On day nine, the Buddha extended his body to the realm of Brahma in space, and taught from there.

On day ten, the four celestial dharma protecting king invited the Buddha to teach, and his teachings were emanated from the light rays of his body.

On day eleven, the Buddha became a transparent golden light from which the teachings resounded.

On day twelve, the householder Tsesa made offerings and the Buddha entered the meditation of Great Love, clearing the three poisons from all.

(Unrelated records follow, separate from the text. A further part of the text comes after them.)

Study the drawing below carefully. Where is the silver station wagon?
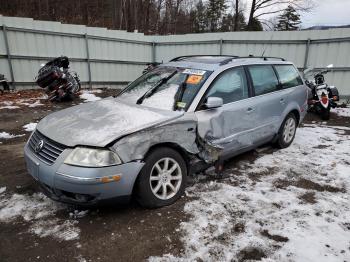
[24,56,307,208]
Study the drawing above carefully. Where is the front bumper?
[24,144,144,205]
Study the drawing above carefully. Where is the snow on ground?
[334,107,350,117]
[23,123,38,132]
[0,132,24,139]
[80,89,102,102]
[0,193,86,241]
[0,95,47,110]
[149,125,350,262]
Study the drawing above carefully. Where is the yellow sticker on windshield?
[186,75,203,85]
[176,102,186,108]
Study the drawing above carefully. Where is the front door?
[195,67,257,154]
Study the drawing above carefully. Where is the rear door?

A golden light radiated from the Buddha and all present were filled with compassion and love for each other.

On day thirteen, the Buddha emitted two light rays from his navel that he multiplied endlessly around the world with buddhas teaching on every ray.

On day fourteen, shrewn flowers were offered to the Buddha which he transformed into 1,250 jeweled carriages, and taught the Dharma throughout the world "as a doctor healed the sick".

In the Sanskrit recording of the miracles at Sravasti, on the 15th day King Bimbisara is asked to bring vessels to the field which the Buddha fills with hundreds of foods that completely satisfies on outer and inner levels all beings in attendance. "As on all the previous days, those assembled attained great advancement. Some increased their bodhi-mind, some attained arhatship, some attained the stage of non-returning, many attained the seeds of rebirth as humans or gods, and countless others increased their virtue."

More miracles are attributed to this time including the Buddha manipulating air to put out a fire, and restoring the hands and feet of King Pasenadi's brother, who lost his hands and feet for a crime he didn't commit.